Qual o perigo disso? O perigo está, justamente, ao nos considerarmos fortes o suficiente para não sucumbir às tentações e nos transformamos nos monstros que combatemos. Se observarmos bem, transformarmos nos monstros que combatemos é o que mais acontece em cenários atuais. Basta vermos que os que mais condenavam a corrupção têm se revelado pertencerem aos mais corruptos, os que mais condenavam os homossexuais se revelaram, com o passar do tempo, também homossexuais, os que condenavam veemente a teologia da prosperidade se transformaram em um de seus pregadores e a lista segue indefinidamente.
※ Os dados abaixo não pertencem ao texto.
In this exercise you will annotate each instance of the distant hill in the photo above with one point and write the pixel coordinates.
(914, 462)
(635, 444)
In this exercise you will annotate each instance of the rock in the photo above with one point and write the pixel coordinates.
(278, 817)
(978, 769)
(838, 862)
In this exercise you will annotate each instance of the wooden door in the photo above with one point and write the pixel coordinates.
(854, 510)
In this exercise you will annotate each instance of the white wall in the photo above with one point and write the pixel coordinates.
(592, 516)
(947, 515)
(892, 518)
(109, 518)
Nisso tudo, o que é importante de percebermos é que, quanto mais nos colocarmos como aqueles que dizem : ‘que tenho eu a ver com meu irmão?’ maior será a probabilidade de, dadas as circunstâncias propícias, nos tornarmos naquilo que condenamos. Assim, reconhecermo-nos como capazes do mal em sua pior forma é, talvez, a maneira mais sábia de nos tornarmos pessoas mais humanas. Como disse Paulo : ‘quando sou fraco, aí que sou forte.’ (2 Co 12:10).
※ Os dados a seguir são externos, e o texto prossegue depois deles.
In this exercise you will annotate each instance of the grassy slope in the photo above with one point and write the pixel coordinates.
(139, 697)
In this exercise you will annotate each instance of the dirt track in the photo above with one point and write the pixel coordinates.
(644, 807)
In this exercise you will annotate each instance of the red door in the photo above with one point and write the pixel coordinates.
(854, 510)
Estejamos sempre atentos para que nosso olhar em relação ao nosso próximo não se encaixe em nenhum desses, antes, que seja um olhar que reconheça a importância e também se reconheça nas dificuldades e fracassos que todos e todas passamos ao longo da vida. Assim, no lugar da indiferença surgirá um importar verdadeiro e no lugar do julgamento, a misericórdia entre nós que somos todos iguais.’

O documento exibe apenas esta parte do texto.